The Honourable Wilfred Dallas Cairns was born on 28 November 1865, the fourth son of the 1st Earl Cairns, Lord Chancellor of England. He was educated at Wellington College and R.M.C. Sandhurst, being gazetted Lieutenant in the Rifle Brigade on 13 May 1885. He was promoted to Captain in May 1894, and retired on 10 April 1895, being gazetted the same day as Captain in the 5th (Militia) Battalion, in which he was promoted Major on 9 February 1898. He served with the Battalion in South Africa and resigned with the honorary rank of Lieutenant-Colonel on 24 May 1905. In that year he succeeded his elder brother as 4th Earl Cairns, Viscount Garmoyle and Baron Cairns of Garmoyle in the County of Antrim, all in the Peerage of the United Kingdom.

On 9 December 1912, Earl Cairns was appointed Lieutenant-Colonel Commandant of the London Rifle Brigade, the 1st Battalion of which he took to France. Embarked on board the S.S.
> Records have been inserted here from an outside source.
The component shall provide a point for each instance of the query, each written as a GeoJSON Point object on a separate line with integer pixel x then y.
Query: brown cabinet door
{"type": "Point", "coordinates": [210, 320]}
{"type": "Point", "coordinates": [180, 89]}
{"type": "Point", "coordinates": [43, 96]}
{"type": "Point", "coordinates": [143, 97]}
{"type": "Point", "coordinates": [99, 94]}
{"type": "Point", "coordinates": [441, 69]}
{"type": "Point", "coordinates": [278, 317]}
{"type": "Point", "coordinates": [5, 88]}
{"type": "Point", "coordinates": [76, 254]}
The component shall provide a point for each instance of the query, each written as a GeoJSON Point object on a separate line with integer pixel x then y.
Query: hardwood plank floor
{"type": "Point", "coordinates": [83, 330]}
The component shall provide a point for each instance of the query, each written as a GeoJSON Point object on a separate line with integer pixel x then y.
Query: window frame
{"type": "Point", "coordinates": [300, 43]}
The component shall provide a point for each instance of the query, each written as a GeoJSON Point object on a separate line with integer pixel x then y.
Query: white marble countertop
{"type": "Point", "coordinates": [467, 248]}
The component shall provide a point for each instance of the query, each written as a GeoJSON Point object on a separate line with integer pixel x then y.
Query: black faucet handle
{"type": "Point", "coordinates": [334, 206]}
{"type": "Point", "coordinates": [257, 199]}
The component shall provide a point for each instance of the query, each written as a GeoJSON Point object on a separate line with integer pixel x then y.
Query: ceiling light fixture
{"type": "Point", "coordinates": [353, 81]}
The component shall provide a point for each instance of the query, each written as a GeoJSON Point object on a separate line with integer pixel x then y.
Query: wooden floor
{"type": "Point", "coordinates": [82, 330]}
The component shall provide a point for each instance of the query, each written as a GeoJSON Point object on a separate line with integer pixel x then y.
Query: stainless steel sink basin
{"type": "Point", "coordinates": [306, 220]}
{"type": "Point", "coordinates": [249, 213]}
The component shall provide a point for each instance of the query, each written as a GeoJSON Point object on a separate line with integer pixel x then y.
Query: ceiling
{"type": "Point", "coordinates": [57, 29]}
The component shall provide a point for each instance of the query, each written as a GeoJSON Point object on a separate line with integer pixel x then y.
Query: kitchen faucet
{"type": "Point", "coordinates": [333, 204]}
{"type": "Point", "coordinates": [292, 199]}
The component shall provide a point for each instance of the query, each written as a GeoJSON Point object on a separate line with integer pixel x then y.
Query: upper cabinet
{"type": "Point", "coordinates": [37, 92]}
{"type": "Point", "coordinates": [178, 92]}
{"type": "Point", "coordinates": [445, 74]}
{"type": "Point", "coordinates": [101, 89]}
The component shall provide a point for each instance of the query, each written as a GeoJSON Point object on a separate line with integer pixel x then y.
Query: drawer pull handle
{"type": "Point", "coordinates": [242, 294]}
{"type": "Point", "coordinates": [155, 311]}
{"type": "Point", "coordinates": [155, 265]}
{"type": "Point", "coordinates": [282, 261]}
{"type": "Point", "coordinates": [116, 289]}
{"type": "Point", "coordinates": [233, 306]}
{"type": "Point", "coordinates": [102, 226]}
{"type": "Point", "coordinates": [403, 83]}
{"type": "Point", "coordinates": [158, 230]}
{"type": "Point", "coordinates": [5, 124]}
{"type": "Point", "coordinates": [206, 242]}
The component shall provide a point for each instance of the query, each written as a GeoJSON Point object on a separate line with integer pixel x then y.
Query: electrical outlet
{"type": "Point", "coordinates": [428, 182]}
Chyebassa on the 4th November 1914, the regiment arrived in France the following day. Until the 1960’s veterans of the London Rifle Brigade held a Chyebassa dinner, latterly a luncheon, on the anniversary of the crossing. Later that month the regiment was fighting in the trenches, one of the few territorial regiments to gain the clasp to the 1914 Star. The famous fraternisation between the British and German troops on Christmas Day 1914 took place in the London Rifle Brigade sector. Earl Cairns, now in his fiftieth year, was invalided home in March 1915 and resigned his commission on 23 April 1916, on account of ill health. The arthritis from which he suffered was to afflict him for the rest of his life. For his services in the Great War he was mentioned in despatches and created a Comapnion of St Michael and St George. Earl Cairns became a Deputy Lieutenant for Somerset in 1924, and died at his home, Farleigh House, near Bath, on 24 October 1946.